Дверь открылась без стука — вошла дежурная по этажу.
— Я думала, никого нет, — смутилась она. — Хотела заняться уборкой. Зайду позже, извините.
И до и после я немало повидал дежурных. Но эту запомнил надолго.
Уходи, она сказала:
— Включите радио, говорят, интересное передают — где-то война началась.
Она закрыла дверь, а я включил радио.
Первые услышанные слова, как тисками, сжали сердце. Рита замерла у зеркала с гребенкой в поднятой руке.

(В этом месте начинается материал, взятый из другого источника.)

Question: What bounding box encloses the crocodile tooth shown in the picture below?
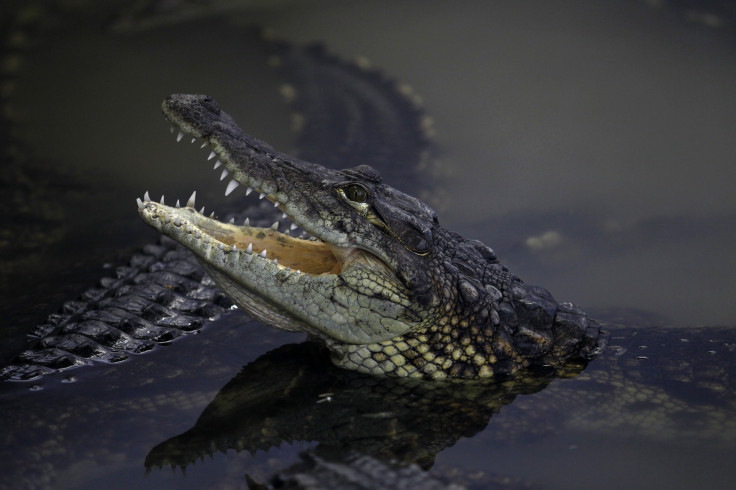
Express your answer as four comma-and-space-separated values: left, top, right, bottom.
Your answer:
225, 180, 240, 196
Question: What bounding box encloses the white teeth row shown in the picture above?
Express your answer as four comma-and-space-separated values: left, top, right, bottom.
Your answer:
141, 125, 317, 240
169, 126, 281, 207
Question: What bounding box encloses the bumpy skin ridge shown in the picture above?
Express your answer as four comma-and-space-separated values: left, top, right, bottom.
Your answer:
330, 228, 602, 379
0, 239, 232, 381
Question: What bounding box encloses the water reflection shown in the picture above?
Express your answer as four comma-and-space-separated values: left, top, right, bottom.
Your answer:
145, 342, 584, 484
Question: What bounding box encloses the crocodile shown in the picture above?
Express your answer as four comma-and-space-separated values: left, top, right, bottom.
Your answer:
138, 94, 600, 379
0, 2, 736, 488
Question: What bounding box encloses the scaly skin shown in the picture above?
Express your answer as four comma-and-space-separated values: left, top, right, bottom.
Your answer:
138, 95, 600, 379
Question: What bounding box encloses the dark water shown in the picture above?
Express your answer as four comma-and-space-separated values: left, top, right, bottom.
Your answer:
0, 1, 736, 488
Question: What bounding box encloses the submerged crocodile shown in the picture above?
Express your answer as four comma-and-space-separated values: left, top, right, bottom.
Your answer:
0, 3, 736, 488
138, 95, 600, 379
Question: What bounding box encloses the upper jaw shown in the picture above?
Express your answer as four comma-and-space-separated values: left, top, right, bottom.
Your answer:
155, 94, 414, 286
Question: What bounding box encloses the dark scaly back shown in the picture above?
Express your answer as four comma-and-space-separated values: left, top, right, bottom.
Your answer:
0, 34, 428, 380
274, 43, 432, 195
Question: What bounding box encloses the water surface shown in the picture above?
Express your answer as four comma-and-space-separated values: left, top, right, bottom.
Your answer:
0, 1, 736, 488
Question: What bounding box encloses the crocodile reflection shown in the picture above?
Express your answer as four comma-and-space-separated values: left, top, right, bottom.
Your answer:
145, 342, 584, 469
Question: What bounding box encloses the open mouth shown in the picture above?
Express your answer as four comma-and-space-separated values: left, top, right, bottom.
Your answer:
137, 95, 419, 344
137, 124, 350, 276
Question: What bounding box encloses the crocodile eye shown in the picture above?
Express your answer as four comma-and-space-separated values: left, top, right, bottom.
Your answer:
345, 184, 368, 203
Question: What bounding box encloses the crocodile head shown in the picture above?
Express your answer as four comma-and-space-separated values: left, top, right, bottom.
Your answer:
138, 95, 599, 379
139, 95, 438, 344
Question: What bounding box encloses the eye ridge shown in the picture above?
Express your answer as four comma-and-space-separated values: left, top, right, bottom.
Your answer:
344, 184, 368, 203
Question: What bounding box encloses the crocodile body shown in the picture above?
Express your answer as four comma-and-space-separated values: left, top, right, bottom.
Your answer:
0, 3, 736, 488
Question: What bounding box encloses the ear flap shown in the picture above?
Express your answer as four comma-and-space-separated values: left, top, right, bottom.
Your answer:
373, 200, 432, 255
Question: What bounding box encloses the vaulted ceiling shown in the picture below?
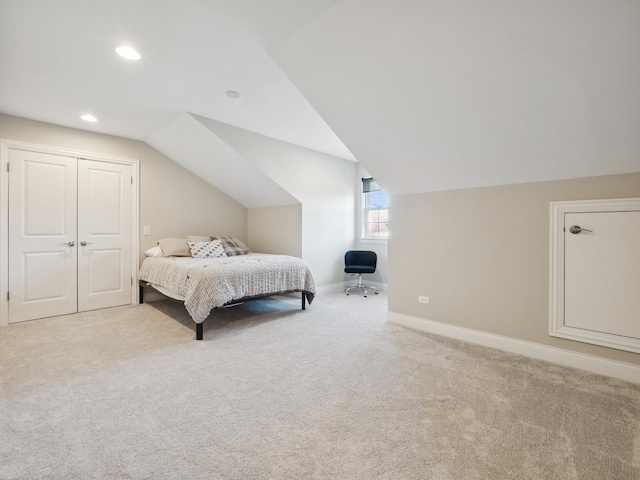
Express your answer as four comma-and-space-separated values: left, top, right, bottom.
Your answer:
0, 0, 640, 204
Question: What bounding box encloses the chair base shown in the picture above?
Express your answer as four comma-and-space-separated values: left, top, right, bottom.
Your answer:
344, 274, 378, 297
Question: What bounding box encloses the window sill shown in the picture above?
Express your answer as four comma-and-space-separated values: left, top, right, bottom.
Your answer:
360, 238, 389, 245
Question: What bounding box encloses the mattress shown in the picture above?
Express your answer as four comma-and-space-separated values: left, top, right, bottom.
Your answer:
138, 253, 316, 323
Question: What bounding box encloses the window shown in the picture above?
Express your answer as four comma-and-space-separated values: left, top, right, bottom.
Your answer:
362, 178, 389, 239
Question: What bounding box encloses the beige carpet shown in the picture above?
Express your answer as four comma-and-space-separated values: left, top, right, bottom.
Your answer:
0, 288, 640, 480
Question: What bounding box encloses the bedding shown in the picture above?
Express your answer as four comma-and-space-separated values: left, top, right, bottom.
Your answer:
138, 253, 316, 324
158, 238, 191, 257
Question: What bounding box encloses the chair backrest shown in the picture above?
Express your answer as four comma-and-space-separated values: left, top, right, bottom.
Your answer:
344, 250, 378, 268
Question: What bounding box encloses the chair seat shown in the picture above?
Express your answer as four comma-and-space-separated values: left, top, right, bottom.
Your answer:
344, 265, 376, 273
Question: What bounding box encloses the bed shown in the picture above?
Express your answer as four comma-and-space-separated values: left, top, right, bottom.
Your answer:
138, 253, 316, 340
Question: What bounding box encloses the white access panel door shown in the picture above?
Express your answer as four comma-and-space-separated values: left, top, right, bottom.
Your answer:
77, 159, 133, 312
9, 149, 77, 323
564, 211, 640, 339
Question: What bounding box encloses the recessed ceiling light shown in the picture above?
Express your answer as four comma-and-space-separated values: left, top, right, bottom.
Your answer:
116, 45, 140, 60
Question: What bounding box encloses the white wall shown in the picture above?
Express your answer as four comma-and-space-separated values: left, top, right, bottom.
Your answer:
352, 163, 389, 290
0, 114, 247, 261
270, 0, 640, 195
247, 205, 302, 257
199, 117, 356, 285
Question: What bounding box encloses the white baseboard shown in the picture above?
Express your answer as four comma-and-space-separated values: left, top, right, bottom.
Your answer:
387, 312, 640, 384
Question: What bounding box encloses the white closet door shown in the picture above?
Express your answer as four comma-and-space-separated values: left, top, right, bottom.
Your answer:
564, 211, 640, 339
9, 149, 78, 323
77, 159, 132, 312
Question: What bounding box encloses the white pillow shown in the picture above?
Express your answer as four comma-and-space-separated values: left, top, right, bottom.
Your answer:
187, 235, 211, 242
188, 240, 227, 258
144, 247, 162, 257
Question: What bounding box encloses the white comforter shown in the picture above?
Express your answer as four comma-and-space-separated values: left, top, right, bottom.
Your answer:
138, 253, 316, 323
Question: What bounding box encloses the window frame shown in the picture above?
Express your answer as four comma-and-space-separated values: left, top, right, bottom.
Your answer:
360, 177, 390, 244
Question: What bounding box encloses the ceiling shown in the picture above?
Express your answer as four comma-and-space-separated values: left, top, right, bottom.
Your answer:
0, 0, 640, 195
0, 0, 354, 160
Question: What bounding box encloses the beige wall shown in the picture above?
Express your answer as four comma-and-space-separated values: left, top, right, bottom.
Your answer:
0, 114, 247, 261
247, 205, 302, 257
389, 173, 640, 365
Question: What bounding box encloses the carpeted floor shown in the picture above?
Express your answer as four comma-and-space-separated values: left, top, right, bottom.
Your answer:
0, 293, 640, 480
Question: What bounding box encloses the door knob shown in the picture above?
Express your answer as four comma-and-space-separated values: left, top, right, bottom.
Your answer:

Московский диктор, четко произнося слова, говорил о беде, нависшей над Родиной. Прошло всего несколько минут, и ничего не изменилось вокруг — солнце, небо и море были прежними, но мир стал другим, и все это сделало одно страшное слово — «война».
…Только через два дня мы с Ритой на попутном грузовике добрались до Симферополя. Забрав сына, оставленного у бабушки, мы направились на вокзал. Он был переполнен. Как изменились люди! Как изменилось все вокруг! Признаки войны порой неуловимы, но они понятны всем. Печать войны превращает яркий загар в серую пленку, спокойный взгляд становится суровым, энергичная походка — суетливой. Обычное кажется необычным, бесконечное будущее сжимается до коротенького «завтра», и это «завтра» странным, удивительным образом преобразуется в «сегодня», «сейчас». Как-то внезапно и неожиданно возрастает роль мгновения. Все понимают, что через войну не перешагнуть, ее нужно пройти…
Как только я увидел дежурного, я понял, как мне повезло. Несколько лет назад мы учились с ним в Симферопольском промышленно-экономическом техникуме. Он мне помог, и уже в тот же вечер мы тряслись в переполненном вагоне, считая минуты, когда появится Москва.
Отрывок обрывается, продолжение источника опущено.